そしてスキレットに入った肉やソーセージ、野菜の上に、目の前で大量のラクレットチーズがかけられた。
「パンもおかわりできますから、気軽に言ってくださいね」
そんなことを言われたらおかわりせねばならない気がしてくる。
「はい、これはムーちゃんの分」
テーブルの隅で運ばれてくる料理を眺めていたムーの前に、皿に盛られたスイートコーンが置かれた。
「ムー!」
ぴょんと小さく跳ねて喜びを表した。礼を言ったようにも見えた。
「こちらはタキさんの分です」
俺の前には、こんがりと焼色がついたコーンが一本丸ごと運ばれてきた。
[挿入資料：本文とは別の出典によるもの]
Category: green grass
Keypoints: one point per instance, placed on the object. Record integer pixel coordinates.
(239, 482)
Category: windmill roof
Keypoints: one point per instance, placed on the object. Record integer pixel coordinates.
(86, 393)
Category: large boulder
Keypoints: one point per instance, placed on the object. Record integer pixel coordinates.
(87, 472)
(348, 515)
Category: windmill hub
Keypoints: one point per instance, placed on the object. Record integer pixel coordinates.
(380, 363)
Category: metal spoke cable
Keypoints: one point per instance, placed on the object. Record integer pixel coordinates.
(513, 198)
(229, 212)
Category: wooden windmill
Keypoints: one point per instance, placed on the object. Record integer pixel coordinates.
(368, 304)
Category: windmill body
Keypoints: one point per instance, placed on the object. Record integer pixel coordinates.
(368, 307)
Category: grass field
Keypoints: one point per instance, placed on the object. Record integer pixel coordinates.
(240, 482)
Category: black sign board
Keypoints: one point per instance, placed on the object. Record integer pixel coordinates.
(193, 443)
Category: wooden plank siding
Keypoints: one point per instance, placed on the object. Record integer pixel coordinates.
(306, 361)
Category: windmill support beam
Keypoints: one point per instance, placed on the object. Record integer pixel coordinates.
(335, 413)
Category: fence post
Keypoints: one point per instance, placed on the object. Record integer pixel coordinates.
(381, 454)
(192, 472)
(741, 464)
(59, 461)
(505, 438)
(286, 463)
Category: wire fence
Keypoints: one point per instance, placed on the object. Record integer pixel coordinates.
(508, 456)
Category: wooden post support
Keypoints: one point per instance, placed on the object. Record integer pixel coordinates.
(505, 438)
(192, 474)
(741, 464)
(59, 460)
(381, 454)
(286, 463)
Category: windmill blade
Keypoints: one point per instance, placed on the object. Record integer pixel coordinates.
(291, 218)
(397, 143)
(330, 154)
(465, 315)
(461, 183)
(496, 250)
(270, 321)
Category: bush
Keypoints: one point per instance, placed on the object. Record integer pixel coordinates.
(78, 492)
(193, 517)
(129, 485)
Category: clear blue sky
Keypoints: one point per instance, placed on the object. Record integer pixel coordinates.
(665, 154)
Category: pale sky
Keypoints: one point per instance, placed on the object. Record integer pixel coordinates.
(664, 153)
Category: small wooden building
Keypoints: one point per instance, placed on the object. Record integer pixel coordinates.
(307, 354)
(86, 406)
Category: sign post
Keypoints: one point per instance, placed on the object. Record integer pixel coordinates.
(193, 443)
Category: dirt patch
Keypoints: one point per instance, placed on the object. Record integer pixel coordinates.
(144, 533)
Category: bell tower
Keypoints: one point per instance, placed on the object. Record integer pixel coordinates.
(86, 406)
すでに香ばしい匂いがする。
「張り切ってたくさん作っちゃいましたけど、大丈夫かしら?」
「大丈夫だよ、タキさんいっぱい食べるもん」
おかしい、リリーには昼食しか見られていないはずなのに。
「と、とにかく、冷めないうちにいただきます」
「はい、召し上がれ」
慌ててラクレットに手を付けたら、熱くて口の中を火傷した。
こちらも村で作っているという太めのソーセージは、噛んだ瞬間に肉汁が溢れてきた。香草が入っているようで、爽やかな匂いがする。
「ムーちゃん、お皿から直接だと食べにくいでしょ。あたしが食べさせてあげる」
リリーが、コーンをスプーンで掬ってムーの口がありそうな辺りに近付けた。粒にぱくっと齧り付く。
「かわいいー!」
よし、この調子で俺に聞きたいことがあったことなんか忘れてくれ。
存在を薄くしながら頬張ったクリームシチューは、生クリームとバターの風味が濃くて、大きめの具にしっかりと味が染みていた。シンプルな美味しさだ。
「タキさんって、学生時代の魔術の勉強はどんなことをしてたんですか?」
忘れてくれなかった。
「どんなこと……? 授業の予習復習と、ゼミでの研究がメインだったけど。あとは週に魔術専門の家庭教師が一度来て、最新の論文とか図書館で読んだ内容の再現とか……」
「わあ」
何だろう、少し引かれた気がする。
「……それで、一般教科の勉強と剣術の練習もして、生徒会長してたんですよね?」
「うん」
生徒会長は父にやれと言われて立候補したら受かってしまっただけだ。武術の指南には、父の後輩で既に退官した元刑事が週に一度来てくれていた。
「大変じゃなかったですか?」
「今思うと、確かに無理してたことはあったかな……。でも、当時はそれが当然だと思ってたから」
さすがに窮屈だったので、一般教科だけでも家庭教師が必要ないと思わせて少しでも自由時間を手に入れるために、自主勉強は欠かせなかった。
「あたしも頑張らなくちゃ……」
リリーは根が真面目なようだ。
「俺の家がおかしいだけだから、あまり参考にしないで」
とてもじゃないが人に勧められるようなやり方ではない。
「周りに勧められることをやるのもいいけど、やりたいことがあるならそれを目指してもいいと思うよ。違うと思ったら、やり直せばいいんだから」
「やりたいことですか……」
他人の人生に無責任なことは言えないが、少なくとも、義務感で俺みたいにならないでほしい。
と思いながら、チーズビスケットを囓った。塩味が強くて美味い。確か今日寄った店にあった。明日追加で買おう。